まあ何かしらの事情のある生徒なのだろう。
そういうのも一人ぐらい居てもおかしくはないか。
俺がそう思いながら席についてボーっとしていると
「はい、みんな席についたわね?じゃあ早速紹介するわね!みんな、入ってきて!!!」
チハヤ先生はそう言って転校生に教室に入って来るように促す。
ん?みんな?
そんなにいるの?
疑問に思いながら教室の入り口を見やると、そこから入ってきたのは数人の生徒だった。
まず最初に入ってきたのは、かなり際どいミニスカートの、髪は肩の辺りで横にバッサリと切り揃えた快活そうな女の子。
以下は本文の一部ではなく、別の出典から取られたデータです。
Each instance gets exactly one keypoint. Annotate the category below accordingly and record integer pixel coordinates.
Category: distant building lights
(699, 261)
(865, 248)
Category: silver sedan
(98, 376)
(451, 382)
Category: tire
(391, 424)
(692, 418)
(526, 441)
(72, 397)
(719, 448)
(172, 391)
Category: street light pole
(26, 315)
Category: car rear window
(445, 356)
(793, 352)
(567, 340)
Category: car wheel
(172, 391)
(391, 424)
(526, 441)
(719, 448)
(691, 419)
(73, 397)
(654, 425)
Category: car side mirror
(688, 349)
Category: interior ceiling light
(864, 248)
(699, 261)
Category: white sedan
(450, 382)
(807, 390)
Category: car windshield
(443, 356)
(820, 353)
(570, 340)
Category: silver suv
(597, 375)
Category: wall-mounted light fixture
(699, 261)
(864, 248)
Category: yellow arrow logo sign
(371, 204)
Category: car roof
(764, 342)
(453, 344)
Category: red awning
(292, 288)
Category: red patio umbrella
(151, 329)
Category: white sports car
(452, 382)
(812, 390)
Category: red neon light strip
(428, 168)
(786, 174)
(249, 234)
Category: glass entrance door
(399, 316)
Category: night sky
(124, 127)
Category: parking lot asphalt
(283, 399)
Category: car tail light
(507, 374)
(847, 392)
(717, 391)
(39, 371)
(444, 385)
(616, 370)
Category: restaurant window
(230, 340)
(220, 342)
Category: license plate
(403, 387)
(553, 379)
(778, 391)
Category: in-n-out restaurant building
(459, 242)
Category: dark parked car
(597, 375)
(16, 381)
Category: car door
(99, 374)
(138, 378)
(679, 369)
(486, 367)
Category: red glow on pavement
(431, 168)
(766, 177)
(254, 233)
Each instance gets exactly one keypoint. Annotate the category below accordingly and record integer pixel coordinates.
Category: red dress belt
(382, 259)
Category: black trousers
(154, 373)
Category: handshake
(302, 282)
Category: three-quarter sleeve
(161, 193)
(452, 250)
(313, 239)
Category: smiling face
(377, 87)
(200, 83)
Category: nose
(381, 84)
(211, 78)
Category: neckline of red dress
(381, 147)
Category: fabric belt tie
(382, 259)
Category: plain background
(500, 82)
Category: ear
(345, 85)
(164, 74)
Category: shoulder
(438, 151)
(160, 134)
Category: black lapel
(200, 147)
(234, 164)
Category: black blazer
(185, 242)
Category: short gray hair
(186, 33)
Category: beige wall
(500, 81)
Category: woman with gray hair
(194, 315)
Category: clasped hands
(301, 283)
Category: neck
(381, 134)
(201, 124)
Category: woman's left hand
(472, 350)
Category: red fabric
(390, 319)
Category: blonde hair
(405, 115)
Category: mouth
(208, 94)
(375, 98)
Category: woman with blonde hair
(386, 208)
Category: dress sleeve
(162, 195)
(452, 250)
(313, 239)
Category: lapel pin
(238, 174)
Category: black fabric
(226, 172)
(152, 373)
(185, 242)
次に、おしゃれなグリーンの縁のメガネを装着し、長い黒髪を後ろでポニーテールに束ねたインテリ系の美人さん。
その次はなんか金髪をトサカみたいに立てたやつで…
その次に出てきたのは赤茶に染めた髪を上にツンツン立てた……なんかモヤシ野郎の2Pカラーみたいな奴。若干目つき悪いけど。
まあ、男どもなどどうでも良い。
俺にとっては最初の二人の女子生徒の方が遥かに重要だ。どっちもドえらい美人さんである。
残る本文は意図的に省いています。